If you’d like to watch the 30-minute webinar, click here.
Misconceptions that HR and Tech Leaders Have About Each Other
According to Dawn, a common misconception (or it is truth?) that HR managers have about Tech leaders is that they are super smart, however, they may not have the greatest social skills when it comes to interviewing candidates.
In addition, Dawn said, HR is always thinking that Tech leaders tend to go “rogue”. She has found that HR ends up having to chase down technical hiring managers for information. HR professionals also fear that Tech leaders might try to commandeer the hiring process.
Finally, Dawn added, it’s a common belief in HR that there’s a lot of bias in the technical recruitment interview process. Those in HR have also observed a kind of “bro culture” technical interview process that puts a lot of emphasis on “gut feel” and judgments like “Are they like us?” and “Can we see ourselves having a beer with this person?”.

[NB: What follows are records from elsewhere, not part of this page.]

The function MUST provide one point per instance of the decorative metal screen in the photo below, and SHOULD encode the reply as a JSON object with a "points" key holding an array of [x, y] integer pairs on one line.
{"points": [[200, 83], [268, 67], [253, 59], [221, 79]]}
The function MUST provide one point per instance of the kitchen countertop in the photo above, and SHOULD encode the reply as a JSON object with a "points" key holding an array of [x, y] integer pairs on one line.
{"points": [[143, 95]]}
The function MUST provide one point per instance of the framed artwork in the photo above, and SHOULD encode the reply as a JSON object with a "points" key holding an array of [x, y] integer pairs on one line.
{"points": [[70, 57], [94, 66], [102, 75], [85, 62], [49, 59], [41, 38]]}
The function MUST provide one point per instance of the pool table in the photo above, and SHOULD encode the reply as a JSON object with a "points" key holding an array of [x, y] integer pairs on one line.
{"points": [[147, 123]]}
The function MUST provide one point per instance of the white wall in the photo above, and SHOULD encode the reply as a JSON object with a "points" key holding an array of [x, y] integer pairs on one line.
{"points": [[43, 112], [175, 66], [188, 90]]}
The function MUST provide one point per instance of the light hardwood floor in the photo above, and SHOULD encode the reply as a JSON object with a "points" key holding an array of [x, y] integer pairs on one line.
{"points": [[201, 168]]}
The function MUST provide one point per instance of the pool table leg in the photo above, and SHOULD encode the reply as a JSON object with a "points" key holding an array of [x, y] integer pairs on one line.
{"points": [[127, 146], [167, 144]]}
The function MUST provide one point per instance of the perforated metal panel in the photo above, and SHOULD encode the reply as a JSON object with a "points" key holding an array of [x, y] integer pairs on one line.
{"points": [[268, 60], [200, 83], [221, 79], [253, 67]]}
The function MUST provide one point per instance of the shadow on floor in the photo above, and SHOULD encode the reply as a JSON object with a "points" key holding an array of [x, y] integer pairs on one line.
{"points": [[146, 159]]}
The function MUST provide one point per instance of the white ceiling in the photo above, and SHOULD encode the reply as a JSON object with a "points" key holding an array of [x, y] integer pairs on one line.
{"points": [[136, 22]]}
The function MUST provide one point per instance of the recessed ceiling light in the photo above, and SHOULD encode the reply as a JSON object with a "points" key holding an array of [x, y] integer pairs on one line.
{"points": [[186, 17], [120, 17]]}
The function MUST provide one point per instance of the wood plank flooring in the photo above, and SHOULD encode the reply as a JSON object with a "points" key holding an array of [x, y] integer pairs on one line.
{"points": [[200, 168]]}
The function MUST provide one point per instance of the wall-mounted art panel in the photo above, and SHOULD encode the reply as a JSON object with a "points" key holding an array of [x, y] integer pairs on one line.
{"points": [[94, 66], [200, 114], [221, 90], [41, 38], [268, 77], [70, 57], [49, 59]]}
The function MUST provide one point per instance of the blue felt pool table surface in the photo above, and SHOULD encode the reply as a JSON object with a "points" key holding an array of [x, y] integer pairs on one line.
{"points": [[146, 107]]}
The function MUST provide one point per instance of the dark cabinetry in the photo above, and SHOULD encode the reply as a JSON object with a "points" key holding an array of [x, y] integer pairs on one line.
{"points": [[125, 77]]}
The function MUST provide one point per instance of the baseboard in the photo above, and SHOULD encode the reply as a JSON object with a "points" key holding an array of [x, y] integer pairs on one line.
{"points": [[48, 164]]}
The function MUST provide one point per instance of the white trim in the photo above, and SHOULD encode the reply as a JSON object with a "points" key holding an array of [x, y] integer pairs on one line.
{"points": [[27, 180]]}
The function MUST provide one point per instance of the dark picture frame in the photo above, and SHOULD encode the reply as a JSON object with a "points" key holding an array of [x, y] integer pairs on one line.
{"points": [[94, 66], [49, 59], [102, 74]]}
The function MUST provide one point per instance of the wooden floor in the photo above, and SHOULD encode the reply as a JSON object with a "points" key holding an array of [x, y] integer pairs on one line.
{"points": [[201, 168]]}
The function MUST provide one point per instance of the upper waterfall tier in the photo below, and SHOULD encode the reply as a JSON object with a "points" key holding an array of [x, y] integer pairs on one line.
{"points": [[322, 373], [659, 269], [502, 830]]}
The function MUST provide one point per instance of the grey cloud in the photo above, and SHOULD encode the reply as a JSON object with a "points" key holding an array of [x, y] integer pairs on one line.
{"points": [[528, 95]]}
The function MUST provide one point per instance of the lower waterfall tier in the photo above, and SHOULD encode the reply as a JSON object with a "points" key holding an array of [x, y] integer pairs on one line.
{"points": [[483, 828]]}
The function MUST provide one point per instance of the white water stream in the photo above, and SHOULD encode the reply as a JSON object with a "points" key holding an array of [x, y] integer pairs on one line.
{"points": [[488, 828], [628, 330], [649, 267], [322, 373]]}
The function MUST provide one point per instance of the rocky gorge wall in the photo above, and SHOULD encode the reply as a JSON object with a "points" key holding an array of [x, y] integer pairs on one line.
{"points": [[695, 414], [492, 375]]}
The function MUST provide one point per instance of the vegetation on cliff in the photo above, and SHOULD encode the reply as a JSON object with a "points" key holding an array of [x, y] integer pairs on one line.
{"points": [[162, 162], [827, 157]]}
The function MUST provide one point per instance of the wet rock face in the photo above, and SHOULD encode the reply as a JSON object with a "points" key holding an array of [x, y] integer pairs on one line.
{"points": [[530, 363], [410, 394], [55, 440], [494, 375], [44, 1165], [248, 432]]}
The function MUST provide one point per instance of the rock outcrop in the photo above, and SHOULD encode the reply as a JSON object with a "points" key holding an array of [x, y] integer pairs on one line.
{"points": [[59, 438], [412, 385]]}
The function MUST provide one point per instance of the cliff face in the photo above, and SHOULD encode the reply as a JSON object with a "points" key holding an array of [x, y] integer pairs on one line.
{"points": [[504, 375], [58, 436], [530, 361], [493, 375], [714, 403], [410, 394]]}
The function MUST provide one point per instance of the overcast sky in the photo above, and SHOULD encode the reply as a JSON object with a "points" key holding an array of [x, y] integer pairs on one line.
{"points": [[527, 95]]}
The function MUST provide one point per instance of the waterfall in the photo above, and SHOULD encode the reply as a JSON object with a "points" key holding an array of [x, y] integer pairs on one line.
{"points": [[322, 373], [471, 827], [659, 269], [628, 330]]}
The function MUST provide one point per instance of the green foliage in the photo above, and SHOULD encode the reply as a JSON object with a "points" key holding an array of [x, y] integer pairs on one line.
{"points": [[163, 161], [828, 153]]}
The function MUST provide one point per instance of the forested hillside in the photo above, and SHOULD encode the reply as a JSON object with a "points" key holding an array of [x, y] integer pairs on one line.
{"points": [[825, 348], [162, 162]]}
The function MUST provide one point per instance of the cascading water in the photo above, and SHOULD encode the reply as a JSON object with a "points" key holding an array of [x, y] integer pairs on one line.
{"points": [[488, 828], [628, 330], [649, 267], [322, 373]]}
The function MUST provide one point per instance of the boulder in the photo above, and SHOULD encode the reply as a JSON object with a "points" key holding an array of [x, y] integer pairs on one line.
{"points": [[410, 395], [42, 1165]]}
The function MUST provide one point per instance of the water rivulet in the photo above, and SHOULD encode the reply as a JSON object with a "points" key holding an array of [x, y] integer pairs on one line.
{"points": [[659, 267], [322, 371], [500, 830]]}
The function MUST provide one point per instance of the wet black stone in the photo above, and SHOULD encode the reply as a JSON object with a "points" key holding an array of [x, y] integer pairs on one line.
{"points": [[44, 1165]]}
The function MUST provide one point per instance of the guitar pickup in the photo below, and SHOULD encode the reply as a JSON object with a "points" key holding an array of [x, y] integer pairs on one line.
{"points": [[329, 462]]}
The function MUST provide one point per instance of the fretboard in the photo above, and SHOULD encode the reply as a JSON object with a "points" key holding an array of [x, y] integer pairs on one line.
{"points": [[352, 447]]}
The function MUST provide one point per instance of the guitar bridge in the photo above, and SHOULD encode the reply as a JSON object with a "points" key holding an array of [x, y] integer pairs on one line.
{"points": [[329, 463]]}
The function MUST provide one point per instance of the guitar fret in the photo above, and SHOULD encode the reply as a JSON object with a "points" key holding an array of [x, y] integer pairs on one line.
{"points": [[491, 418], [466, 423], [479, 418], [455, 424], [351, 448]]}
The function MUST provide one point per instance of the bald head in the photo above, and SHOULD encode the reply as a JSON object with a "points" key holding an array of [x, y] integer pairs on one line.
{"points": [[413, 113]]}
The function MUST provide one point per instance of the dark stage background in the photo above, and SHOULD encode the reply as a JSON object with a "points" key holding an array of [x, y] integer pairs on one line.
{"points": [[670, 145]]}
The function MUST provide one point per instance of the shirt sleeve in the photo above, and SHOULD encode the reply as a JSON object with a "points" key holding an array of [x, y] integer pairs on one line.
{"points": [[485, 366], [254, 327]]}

Matt in return admitted that many of those “misconceptions” Dawn described are often “truths”. Matt explained that a common misconception that Tech leaders have is that HR’s role in the hiring process is primarily an administrative role, rather than a partner role.
Matt acknowledged that while compliance is important, that this is not how he feels the technical hiring process is supposed to work. Administration is not and should not be the essence of HR’s role in the hiring process, and it is certainly not the case in successful hiring processes.
Dawn added that unfortunately, HR managers do sometimes think that being an administrator is, in fact, their role, however, it’s not a value-adding one in her opinion.
Strategies and Systems that Work for HR and Tech Leaders
Matt and Dawn gave many examples of different approaches and systems they put in place at Daxko to ensure collaboration between HR and Tech leaders during the technical hiring process.
1. A Shared Responsibilities Mentality
Matt submitted that,
“Hiring is not something that is just the responsibility of HR…it’s really a shared responsibility.”
He emphasized that just because HR is struggling to find a candidate, it does not excuse him from delivering on his business goals, “I’m responsible for delivering on those goals, I need to be a partner in the hiring process.”
To that effect, Matt said the tech leadership at Daxko would partner with HR on a lot of things. For example, HR had recruiters that were very interested in learning more about the technology of the roles and understanding what the hires would be doing every day.
That mentality transferred into tactics that the tech and HR team would engage in separately and together. It also allowed for good, open and honest conversations about what recruiters needed to know in order to screen for good fits.
Dawn pointed out, too, that HR professionals definitely want to add value and share responsibilities with the tech hiring team. She too has seen recruiters interested in learning more about the technical aspects of a job role so that they can jointly recruit for the job.
On the contrary, Dawn noted that she often sees HR professionals try hard to hide the fact that they are not subject matter experts. She believes the right approach for HR professionals is to be willing to show more vulnerability when it comes to understanding technical roles.
Dawn suggested that it’s better to go into a discussion with a Tech leader saying,
“Talk to me like I’m a Kindergartner. Really break it down.”
HR is not the subject matter expert nor are they the decision-makers. “Just go in and call a thing a thing,” she advised.
2. Shared Responsibilities Agreements
Following on the idea of a shared responsibilities mentality, Dawn explained that at Daxko it was important to set some shared goals that outlined where HR was responsible in the recruitment funnel. So HR and Tech leaders would create a “shared responsibilities agreement”.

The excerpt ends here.